Ancestral Ojibwe Call for End of Land Acknowledgements: “We Don’t Want Anything to Do With This Football Team.”
After Northwestern’s humiliating loss to Southern Illinois University, the Ojibwe—no longer wanting to associate with such an embarrassment of a football team—pulled out from their weekly game-time land acknowledgment.
A land acknowledgement, recognizing the ancestral land upon which a particular activity or sports event takes place, is typically conducted at halftime during Northwestern football games. Vice President and Associate Provost for Diversity and Inclusion and Chief Diversity Officer Dr. Robin Coleman spoke out regarding the confusing omission at Saturday’s game.
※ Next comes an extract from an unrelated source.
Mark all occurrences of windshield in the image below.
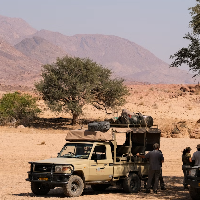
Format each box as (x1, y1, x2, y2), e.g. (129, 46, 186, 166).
(58, 143, 93, 159)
“A lot of people think that we were trying to show disrespect to the Ojibwe or Potawatomi people,” Coleman said. “If anything, they disrespected us.”
Following the backlash, the Ojibwe community put out a statement explaining why they opted out of their acknowledgement during the Miami University of Ohio game.
“We found the performance by Northwestern Football to be incredibly offensive,” the statement read. “Our people have been living, forming communities, and leading complete lives on this land for thousands of years. To see Northwestern football literally fumble this opportunity was upsetting.”
“The Northwestern performance is not something we want to associate with our ancient tradition,” it finished. “That being said, we’d be happy to continue land acknowledgements for the marching band.”